The old copies are marked as obsoleted by this transaction and the
transaction commits. Again, it's like an UPDATE, but combined with a
small selective vacuum that never bothers to update the free space map
because it instantly reuses the space.
Now a small chunk of the table, at the start, is in order. The process
can now begin again with the next chunk of unordered pages. It never
needs to create a huge hole in the table or expand the table massively.
It can even space the data out if a fillfactor has been set by leaving
gaps as it writes the replacement data into the freed chunks and
updating the free space map.
The progressive cluster would also need to be able to run a periodic
vacuum (or do the equivalent internally) with a restriction that
prevented it from examining pages in the range the progressive cluster
was currently trying to free. Otherwise all the space freed by old
versions of rows that're now neatly ordered in the table wouldn't be
freed and couldn't be used as scratch space.

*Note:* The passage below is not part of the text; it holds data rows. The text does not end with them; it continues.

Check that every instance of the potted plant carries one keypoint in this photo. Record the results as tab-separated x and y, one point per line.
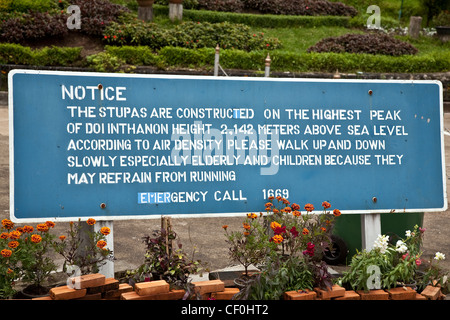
387	264
34	254
433	273
83	249
163	262
9	260
286	245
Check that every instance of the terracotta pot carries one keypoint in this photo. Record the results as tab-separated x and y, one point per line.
33	291
145	3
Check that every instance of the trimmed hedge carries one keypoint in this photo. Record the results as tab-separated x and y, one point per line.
229	59
373	43
49	56
257	20
189	34
283	61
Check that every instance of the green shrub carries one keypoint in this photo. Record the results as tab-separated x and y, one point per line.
306	62
372	43
189	35
257	20
183	57
104	62
15	54
54	56
28	5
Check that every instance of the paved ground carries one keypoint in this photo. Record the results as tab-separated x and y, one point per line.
203	234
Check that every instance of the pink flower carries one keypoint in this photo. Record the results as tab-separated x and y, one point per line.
294	232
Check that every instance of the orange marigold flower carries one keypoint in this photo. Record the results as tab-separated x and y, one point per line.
252	216
42	227
7	224
101	244
14	235
28	229
277	238
6	253
105	231
275	225
326	205
13	244
50	224
35	238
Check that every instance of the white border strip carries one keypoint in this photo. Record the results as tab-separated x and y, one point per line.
246	79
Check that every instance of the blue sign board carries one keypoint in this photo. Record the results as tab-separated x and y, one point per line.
122	146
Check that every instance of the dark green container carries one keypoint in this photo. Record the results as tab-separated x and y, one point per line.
347	232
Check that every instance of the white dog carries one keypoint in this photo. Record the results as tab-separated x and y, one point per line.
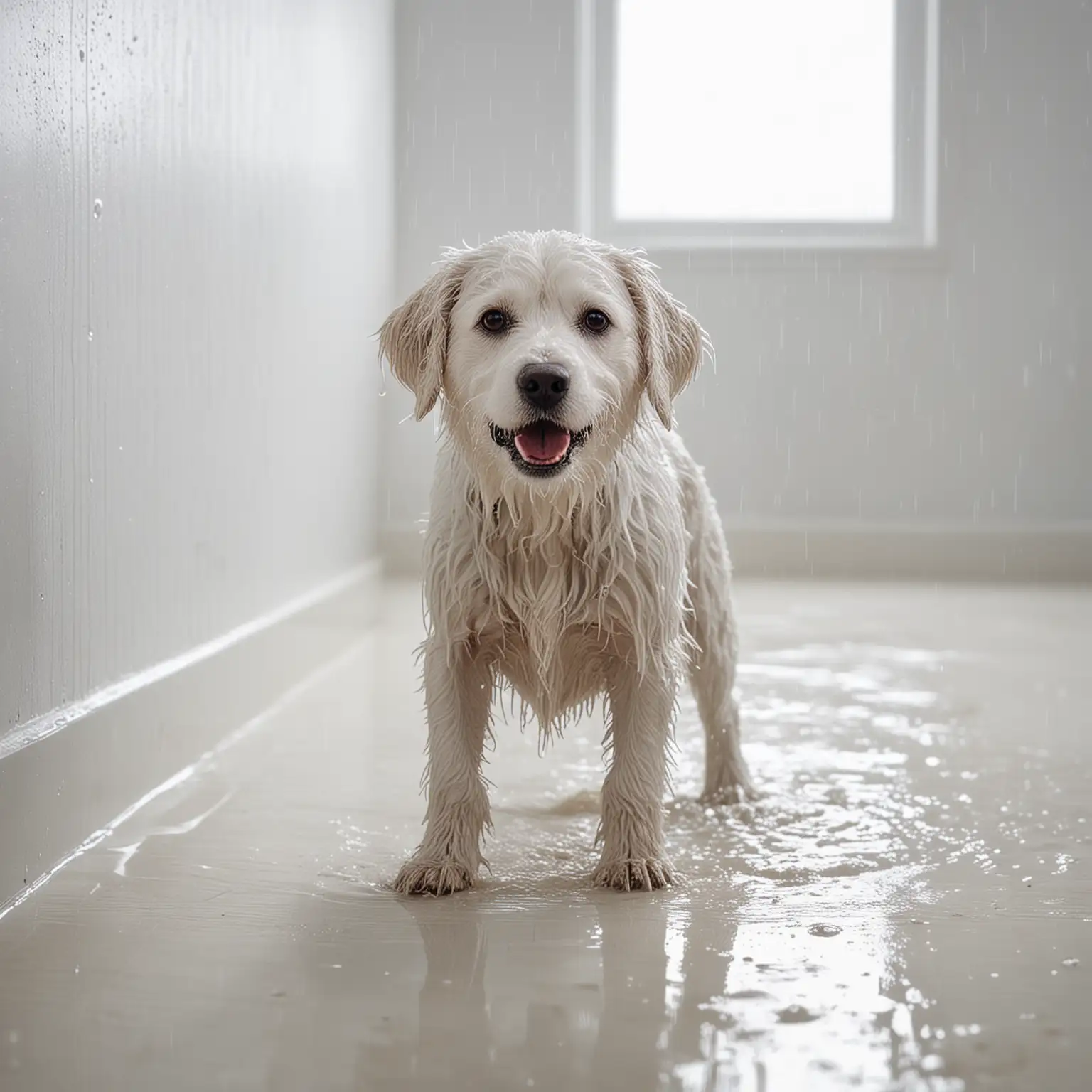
574	548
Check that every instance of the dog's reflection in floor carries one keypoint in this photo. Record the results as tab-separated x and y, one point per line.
616	1012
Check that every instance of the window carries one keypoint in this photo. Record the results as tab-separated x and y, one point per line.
758	124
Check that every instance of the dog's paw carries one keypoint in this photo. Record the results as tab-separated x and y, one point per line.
635	874
735	793
434	877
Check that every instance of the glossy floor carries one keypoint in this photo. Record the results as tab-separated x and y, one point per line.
908	904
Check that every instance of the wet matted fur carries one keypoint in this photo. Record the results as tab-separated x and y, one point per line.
572	552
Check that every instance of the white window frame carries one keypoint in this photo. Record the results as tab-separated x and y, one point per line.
913	226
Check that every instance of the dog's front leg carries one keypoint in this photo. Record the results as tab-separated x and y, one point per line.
631	829
458	692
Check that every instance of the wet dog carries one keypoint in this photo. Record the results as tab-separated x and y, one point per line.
574	550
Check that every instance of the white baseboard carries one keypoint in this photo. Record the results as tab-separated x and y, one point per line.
65	776
1061	554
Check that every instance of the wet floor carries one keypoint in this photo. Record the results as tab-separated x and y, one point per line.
909	904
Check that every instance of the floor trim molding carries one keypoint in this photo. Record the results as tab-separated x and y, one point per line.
65	776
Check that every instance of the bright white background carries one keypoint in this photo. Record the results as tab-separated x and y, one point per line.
731	109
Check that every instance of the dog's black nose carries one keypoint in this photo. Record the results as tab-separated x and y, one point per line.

In my ignorance of Pg's innards it seems like all this should work,
though it'd basically never finish if there were long running
transactions touching the table being clustered. The other potential
problem I wonder about is bloating the indexes, since every record in
the table is being moved twice over the course of the progressive
cluster operation.
Oh: There's actually only a need for one transaction per step:
begin transaction
move ordered tuples into just-freed hole
move tuples from next block of pages to free space later in table
commit
wait for all transactions that can see the old versions to complete
repeat
So ... is this crazy? Concurrently clustering the table by moving each
record *twice*, in batches, with pauses to allow old versions to cease
being visible by any live transaction? Or can it actually work?
--
Craig Ringer